Однако посол СК в Украине Мелинда Симмонс уверяет: поддержка сохранится в любом случае. И будет направлена не только на текущее закрытие украинских потребностей в оружии, но и на укрепление нашей обороноспособности на длительную перспективу.
– Соединенное Королевство – это флагман среди западноевропейских стран по поддержке Украины в различных сферах. Почему так произошло, почему именно вы – не Франция или Германия или еще кто? И какая роль премьер-министра Джонсона в этом, как на это повлияло его персональное отношение к Украине?
– Прежде всего, я не могу комментировать политику Франции, Германии или других стран, они сами принимают свои решения на основе своих стратегий. Но для Соединенного Королевства все стало сразу очевидным, когда мы увидели концентрацию российских войск. И Соединенное Королевство, и США публично объясняли, что произойдет, и что украинцы будут сопротивляться этому вторжению.
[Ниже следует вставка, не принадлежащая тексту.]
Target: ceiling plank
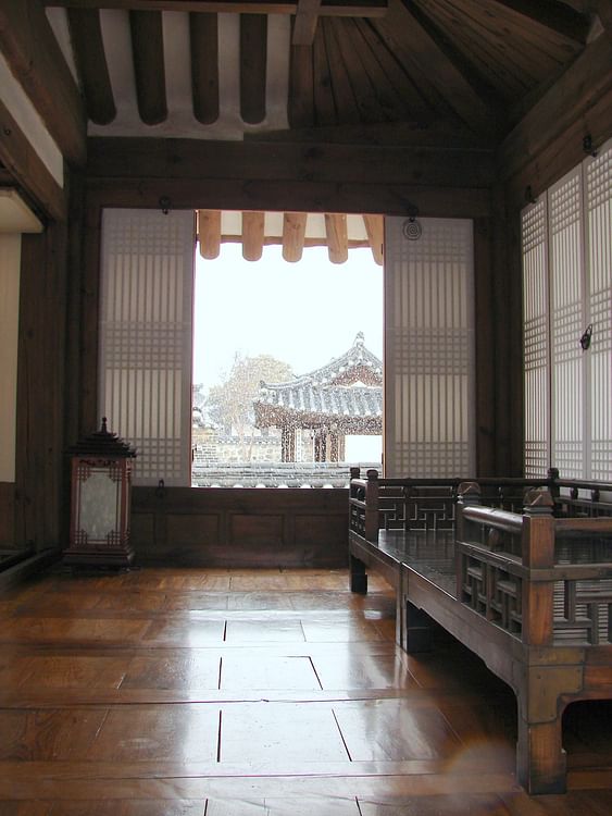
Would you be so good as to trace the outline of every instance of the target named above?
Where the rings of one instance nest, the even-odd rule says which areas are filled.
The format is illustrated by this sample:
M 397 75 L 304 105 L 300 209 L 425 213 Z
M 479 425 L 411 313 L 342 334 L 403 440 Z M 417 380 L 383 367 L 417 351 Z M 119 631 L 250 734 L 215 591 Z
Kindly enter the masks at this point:
M 138 113 L 146 125 L 159 125 L 167 119 L 161 12 L 130 11 L 129 29 Z
M 267 17 L 240 14 L 240 115 L 257 125 L 265 119 Z
M 236 180 L 290 184 L 407 184 L 489 188 L 497 169 L 492 150 L 207 141 L 153 137 L 91 137 L 89 177 Z M 160 194 L 161 195 L 161 194 Z M 175 205 L 176 206 L 176 205 Z M 214 208 L 214 205 L 213 205 Z M 230 208 L 227 208 L 230 209 Z M 247 207 L 240 209 L 274 209 Z M 278 209 L 291 210 L 290 206 Z M 312 208 L 299 208 L 310 210 Z M 320 211 L 325 208 L 323 205 Z M 351 212 L 344 207 L 345 212 Z M 362 212 L 358 210 L 358 212 Z
M 579 121 L 594 101 L 612 87 L 610 65 L 612 39 L 599 37 L 504 139 L 498 152 L 504 177 L 527 164 L 573 122 Z
M 259 261 L 263 252 L 265 213 L 246 211 L 242 213 L 242 258 Z
M 363 223 L 375 262 L 382 267 L 384 261 L 385 219 L 383 215 L 364 215 Z
M 590 28 L 588 16 L 557 0 L 538 0 L 537 3 L 533 0 L 489 0 L 489 2 L 524 17 L 526 25 L 536 23 L 572 42 L 586 42 Z
M 67 21 L 87 115 L 97 125 L 108 125 L 116 116 L 116 108 L 102 42 L 100 12 L 68 9 Z
M 218 22 L 216 14 L 189 14 L 193 115 L 203 125 L 218 119 Z
M 0 99 L 0 162 L 45 217 L 63 221 L 66 197 Z
M 436 66 L 429 74 L 430 81 L 469 127 L 483 133 L 497 129 L 490 107 L 411 13 L 410 7 L 402 0 L 389 0 L 386 16 L 376 21 L 376 25 L 400 37 L 412 63 Z
M 221 250 L 221 210 L 198 210 L 200 255 L 208 261 L 218 258 Z
M 321 0 L 298 0 L 298 13 L 291 37 L 295 46 L 312 46 L 320 10 Z
M 301 260 L 308 213 L 286 212 L 283 217 L 283 258 L 289 263 Z
M 345 213 L 325 213 L 327 254 L 332 263 L 346 263 L 349 258 L 349 236 Z
M 291 46 L 289 87 L 287 115 L 290 127 L 312 127 L 314 125 L 312 48 Z
M 85 107 L 38 0 L 2 0 L 0 50 L 64 158 L 84 165 Z
M 42 0 L 42 4 L 73 9 L 296 15 L 299 0 Z M 323 0 L 320 14 L 326 17 L 379 17 L 385 14 L 386 8 L 387 0 Z

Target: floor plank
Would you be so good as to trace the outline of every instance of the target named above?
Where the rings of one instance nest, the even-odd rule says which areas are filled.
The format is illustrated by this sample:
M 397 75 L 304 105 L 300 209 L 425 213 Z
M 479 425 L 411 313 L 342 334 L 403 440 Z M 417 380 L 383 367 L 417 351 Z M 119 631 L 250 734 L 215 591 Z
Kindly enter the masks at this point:
M 61 568 L 0 596 L 0 816 L 603 816 L 609 714 L 570 712 L 570 791 L 514 776 L 512 692 L 345 570 Z

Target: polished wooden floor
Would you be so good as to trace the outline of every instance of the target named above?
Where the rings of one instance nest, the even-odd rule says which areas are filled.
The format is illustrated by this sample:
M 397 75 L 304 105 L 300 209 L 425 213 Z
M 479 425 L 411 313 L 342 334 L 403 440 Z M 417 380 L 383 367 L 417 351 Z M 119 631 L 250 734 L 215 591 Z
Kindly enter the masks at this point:
M 514 778 L 513 694 L 345 571 L 55 569 L 0 595 L 0 816 L 603 816 L 609 712 L 569 716 L 570 792 Z

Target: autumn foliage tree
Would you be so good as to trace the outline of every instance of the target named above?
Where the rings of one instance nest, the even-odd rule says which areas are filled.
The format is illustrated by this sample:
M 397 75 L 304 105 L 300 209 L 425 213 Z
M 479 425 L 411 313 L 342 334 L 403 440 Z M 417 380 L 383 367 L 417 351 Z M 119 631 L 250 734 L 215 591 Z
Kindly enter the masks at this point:
M 239 435 L 243 443 L 252 440 L 255 399 L 261 381 L 282 383 L 293 378 L 291 367 L 271 355 L 245 357 L 236 354 L 232 369 L 220 385 L 214 385 L 207 399 L 211 420 L 227 432 Z M 245 452 L 250 458 L 249 452 Z

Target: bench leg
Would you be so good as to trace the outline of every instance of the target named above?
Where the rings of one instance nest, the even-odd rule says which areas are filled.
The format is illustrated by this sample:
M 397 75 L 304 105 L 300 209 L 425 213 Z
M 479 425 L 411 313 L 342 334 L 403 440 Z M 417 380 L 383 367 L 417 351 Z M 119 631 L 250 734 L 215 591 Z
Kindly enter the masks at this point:
M 410 601 L 405 602 L 404 648 L 411 654 L 430 652 L 434 648 L 432 619 Z
M 552 722 L 525 722 L 519 717 L 516 776 L 528 793 L 565 793 L 566 755 L 561 716 Z
M 354 555 L 350 555 L 349 568 L 351 573 L 351 592 L 358 592 L 360 595 L 365 595 L 367 593 L 367 572 L 365 571 L 365 564 L 360 558 L 355 558 Z

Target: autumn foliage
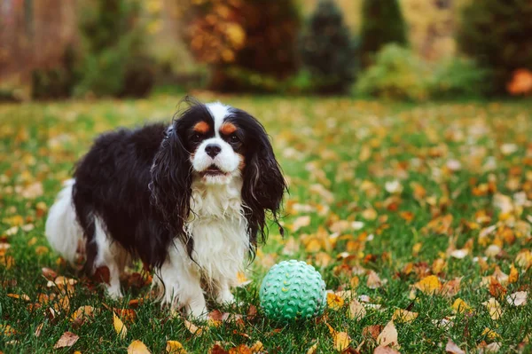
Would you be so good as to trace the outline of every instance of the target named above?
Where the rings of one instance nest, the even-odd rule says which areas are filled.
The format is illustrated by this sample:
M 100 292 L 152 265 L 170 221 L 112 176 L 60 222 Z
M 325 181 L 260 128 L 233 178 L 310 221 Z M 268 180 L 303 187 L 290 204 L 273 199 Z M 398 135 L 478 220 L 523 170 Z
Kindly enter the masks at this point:
M 183 36 L 192 54 L 213 68 L 214 88 L 241 88 L 230 68 L 285 78 L 296 70 L 300 19 L 291 1 L 189 1 Z

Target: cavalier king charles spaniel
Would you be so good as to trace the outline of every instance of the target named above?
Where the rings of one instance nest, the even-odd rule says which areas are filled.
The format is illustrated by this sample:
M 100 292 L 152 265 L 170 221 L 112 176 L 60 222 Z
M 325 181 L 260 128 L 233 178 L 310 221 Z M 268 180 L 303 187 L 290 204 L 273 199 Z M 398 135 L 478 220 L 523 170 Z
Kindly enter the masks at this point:
M 185 100 L 169 126 L 98 138 L 51 208 L 45 232 L 71 262 L 82 249 L 89 274 L 107 267 L 111 296 L 121 296 L 121 273 L 140 259 L 163 303 L 205 319 L 204 292 L 234 301 L 231 287 L 264 240 L 267 216 L 282 233 L 286 185 L 255 118 Z

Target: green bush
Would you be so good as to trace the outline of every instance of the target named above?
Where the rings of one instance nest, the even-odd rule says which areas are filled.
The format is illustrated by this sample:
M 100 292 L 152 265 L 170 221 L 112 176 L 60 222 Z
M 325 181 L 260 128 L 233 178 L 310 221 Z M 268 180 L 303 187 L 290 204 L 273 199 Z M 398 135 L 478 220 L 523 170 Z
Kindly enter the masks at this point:
M 358 78 L 356 92 L 362 96 L 412 101 L 429 98 L 426 64 L 412 51 L 387 44 L 377 53 L 375 64 Z
M 138 96 L 153 83 L 152 62 L 143 52 L 144 28 L 138 0 L 82 3 L 82 60 L 75 94 Z M 134 76 L 141 80 L 132 80 Z
M 188 1 L 183 8 L 184 38 L 210 66 L 211 88 L 247 90 L 234 71 L 280 81 L 297 71 L 300 17 L 293 0 Z
M 532 70 L 532 2 L 472 1 L 463 10 L 458 42 L 487 69 L 489 93 L 505 93 L 514 70 Z
M 320 0 L 299 43 L 318 92 L 345 92 L 358 67 L 356 45 L 333 0 Z
M 364 0 L 360 51 L 362 64 L 367 67 L 372 57 L 385 44 L 407 43 L 406 25 L 397 0 Z
M 430 82 L 434 98 L 479 98 L 486 93 L 487 71 L 473 60 L 450 58 L 437 64 Z
M 72 95 L 76 84 L 76 53 L 69 45 L 60 66 L 49 69 L 35 69 L 32 72 L 32 98 L 58 99 Z

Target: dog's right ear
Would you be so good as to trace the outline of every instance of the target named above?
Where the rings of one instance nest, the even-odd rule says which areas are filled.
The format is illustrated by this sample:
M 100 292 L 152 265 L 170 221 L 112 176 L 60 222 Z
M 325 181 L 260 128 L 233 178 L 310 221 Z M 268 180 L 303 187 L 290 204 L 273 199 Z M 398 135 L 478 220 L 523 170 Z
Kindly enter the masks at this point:
M 190 214 L 192 165 L 190 153 L 180 136 L 179 120 L 167 130 L 152 166 L 152 200 L 174 237 L 192 254 L 193 244 L 184 229 Z

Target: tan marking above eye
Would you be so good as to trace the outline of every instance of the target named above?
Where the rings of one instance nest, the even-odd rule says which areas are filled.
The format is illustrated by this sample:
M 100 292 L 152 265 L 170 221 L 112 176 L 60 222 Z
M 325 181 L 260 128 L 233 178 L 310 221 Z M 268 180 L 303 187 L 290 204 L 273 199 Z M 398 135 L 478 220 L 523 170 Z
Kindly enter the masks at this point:
M 223 123 L 220 127 L 220 132 L 223 135 L 230 135 L 237 131 L 237 127 L 233 123 Z
M 210 127 L 206 122 L 197 122 L 196 125 L 194 125 L 194 131 L 198 133 L 205 134 L 208 132 L 209 130 Z

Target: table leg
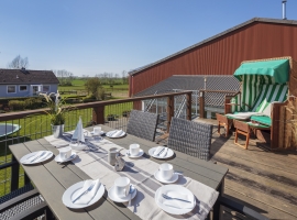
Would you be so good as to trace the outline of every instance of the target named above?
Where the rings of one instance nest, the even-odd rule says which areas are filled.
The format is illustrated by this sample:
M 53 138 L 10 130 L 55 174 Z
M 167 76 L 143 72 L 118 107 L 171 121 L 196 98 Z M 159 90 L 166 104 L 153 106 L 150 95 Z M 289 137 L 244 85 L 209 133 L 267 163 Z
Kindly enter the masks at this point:
M 224 185 L 224 179 L 222 179 L 221 184 L 218 187 L 218 193 L 219 193 L 219 197 L 216 201 L 216 204 L 212 207 L 212 220 L 219 220 L 220 219 L 220 201 L 219 198 L 222 197 L 223 194 L 223 186 Z

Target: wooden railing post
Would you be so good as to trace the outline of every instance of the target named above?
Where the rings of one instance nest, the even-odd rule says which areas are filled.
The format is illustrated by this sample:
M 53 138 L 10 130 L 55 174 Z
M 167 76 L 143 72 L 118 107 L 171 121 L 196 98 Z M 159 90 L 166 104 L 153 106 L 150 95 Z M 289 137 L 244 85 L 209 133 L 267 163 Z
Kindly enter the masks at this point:
M 92 121 L 95 121 L 96 124 L 105 124 L 105 106 L 92 108 Z
M 191 92 L 187 94 L 187 120 L 191 120 Z
M 205 91 L 199 91 L 199 118 L 205 118 Z
M 167 133 L 169 133 L 173 117 L 174 117 L 174 96 L 169 96 L 167 98 Z
M 10 190 L 16 190 L 19 188 L 19 176 L 20 176 L 20 164 L 16 158 L 12 155 L 12 162 L 16 162 L 11 166 L 11 184 Z

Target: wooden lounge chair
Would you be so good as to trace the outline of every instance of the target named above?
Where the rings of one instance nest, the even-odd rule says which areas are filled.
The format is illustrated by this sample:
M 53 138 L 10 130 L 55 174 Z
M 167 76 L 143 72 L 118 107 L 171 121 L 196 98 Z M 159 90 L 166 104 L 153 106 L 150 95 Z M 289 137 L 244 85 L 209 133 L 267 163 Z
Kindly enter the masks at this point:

Это вторжение – противоправная атака на украинский суверенитет и на демократию, а это две очень дорогие для нас ценности, которые фактически предопределяют мир, в котором мы хотели бы жить.
Поэтому когда премьер-министра Джонсона ввели в курс дела, было понятно, что мы будем делать. Мы союзники, партнеры и друзья Украины. И мы собирались поддержать Украину, чтобы отразить это вторжение. И эта политика была последовательной и четкой еще до вторжения и на протяжении всего вторжения. Она сильна и будет оставаться сильной независимо от того, кто сменит Бориса Джонсона.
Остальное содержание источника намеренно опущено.